According to the IRS, the cyber thieves who stole tax return information from 100,000 Americans via its “Get Transcript” application may have used social media to get in the door.

These criminals may have been able to figure out answers to security questions like the name of a first pet, or mother’s maiden name, using data that people readily share today with friends on social media sites, such as Facebook.

Are you "over-exposed" online? Here is advice from cyber security experts on how to keep your personal information from falling in the wrong hands.

Less is more (secure)

If one of your Facebook friends can answer your security questions, then you may be over-exposed, according to Alex McGeorge, head of threat intelligence at Immunity Inc., a cyber security firm based in Miami, Florida.

He said social media users should use privacy options to control what’s shared with friends and what’s shared with the public. The fewer people who know what you are up to on a daily basis, the more secure you’ll be.

“This is the new normal,” McGeorge said. “We need to start thinking defensively.”

Mobile and online defense

According to McGeorge, your phone is more likely to be compromised than a computer, not only because it can be stolen, but because downloading a poorly-coded application can make it vulnerable to an attack.

You can still enjoy the convenience of banking or shopping online, but he suggests using a dedicated credit card and bank account that has credit limits. For example, if you want to deposit checks or pay bills online, keep this account at a completely separate bank, from say, your savings and investment account. Also, use a separate credit card with strict controls and alerts for all online purchases.

McGeorge also said accounts with large balances -- like retirement or savings accounts -- should be accessed from the branch or over the phone, not online.

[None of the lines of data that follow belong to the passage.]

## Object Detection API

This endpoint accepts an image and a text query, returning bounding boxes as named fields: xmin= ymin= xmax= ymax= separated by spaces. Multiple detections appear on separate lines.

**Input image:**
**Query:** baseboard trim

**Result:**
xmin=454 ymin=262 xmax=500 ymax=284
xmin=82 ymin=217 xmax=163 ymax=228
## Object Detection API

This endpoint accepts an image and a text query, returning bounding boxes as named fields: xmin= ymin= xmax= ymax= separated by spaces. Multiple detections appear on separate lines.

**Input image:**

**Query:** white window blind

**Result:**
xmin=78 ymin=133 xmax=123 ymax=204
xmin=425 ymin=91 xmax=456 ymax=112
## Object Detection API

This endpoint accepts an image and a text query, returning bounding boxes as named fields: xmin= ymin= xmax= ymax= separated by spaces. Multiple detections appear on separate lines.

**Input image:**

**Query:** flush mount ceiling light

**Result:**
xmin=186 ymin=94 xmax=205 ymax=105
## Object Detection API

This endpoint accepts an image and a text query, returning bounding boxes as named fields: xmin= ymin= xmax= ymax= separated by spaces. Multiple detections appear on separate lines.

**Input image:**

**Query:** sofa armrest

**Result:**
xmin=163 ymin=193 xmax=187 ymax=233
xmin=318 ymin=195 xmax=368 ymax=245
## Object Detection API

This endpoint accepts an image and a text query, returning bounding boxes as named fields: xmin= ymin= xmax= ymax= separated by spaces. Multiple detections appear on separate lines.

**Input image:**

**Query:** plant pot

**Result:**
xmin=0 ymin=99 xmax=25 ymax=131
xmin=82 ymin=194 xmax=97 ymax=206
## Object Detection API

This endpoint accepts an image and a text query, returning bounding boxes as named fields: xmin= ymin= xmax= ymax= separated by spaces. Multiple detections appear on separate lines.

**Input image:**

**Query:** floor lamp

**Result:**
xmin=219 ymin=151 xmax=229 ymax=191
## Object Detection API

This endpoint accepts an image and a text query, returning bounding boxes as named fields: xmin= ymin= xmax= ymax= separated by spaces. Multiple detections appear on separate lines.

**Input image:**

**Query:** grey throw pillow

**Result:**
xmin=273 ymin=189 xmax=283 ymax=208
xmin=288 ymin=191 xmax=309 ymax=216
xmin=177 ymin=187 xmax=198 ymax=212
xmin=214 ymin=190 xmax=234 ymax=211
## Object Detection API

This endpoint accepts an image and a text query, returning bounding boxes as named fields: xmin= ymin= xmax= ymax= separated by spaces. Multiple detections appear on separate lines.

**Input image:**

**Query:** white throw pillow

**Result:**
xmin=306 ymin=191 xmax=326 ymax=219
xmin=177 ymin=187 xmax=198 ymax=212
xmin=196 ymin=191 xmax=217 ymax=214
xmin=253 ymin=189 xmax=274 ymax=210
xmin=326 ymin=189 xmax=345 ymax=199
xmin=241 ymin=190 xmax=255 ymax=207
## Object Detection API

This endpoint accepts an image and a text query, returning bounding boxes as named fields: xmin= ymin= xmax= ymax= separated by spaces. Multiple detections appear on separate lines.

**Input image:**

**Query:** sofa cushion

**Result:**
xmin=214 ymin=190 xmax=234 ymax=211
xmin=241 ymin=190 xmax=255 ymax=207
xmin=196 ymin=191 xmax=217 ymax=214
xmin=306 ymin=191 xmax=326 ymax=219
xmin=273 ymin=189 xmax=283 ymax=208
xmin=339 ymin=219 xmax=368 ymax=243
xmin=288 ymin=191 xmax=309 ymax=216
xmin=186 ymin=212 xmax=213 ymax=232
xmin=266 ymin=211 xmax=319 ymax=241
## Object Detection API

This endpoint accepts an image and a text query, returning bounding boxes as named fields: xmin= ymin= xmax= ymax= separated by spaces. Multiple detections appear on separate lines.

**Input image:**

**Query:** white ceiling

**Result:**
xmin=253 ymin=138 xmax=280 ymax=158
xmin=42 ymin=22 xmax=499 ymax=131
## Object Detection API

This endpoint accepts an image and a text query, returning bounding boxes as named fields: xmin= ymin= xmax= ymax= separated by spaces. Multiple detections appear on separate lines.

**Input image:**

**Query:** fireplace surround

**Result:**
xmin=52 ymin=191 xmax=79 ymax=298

Monitor your credit reports

Chris Weber, co-founder of Casaba Security, a cyber-security firm based in Seattle, Washington, said consumers should get identity protection and credit monitoring for themselves and their children, from companies such as Equifax or Experian. He said it’s important to protect children too, as their personal information may be found on social media and certain health-care websites.

And once you’ve signed up, keep an active eye out for any suspicious activity.

"It's an ongoing process. It's not like we make it secure and just walk away," Weber said.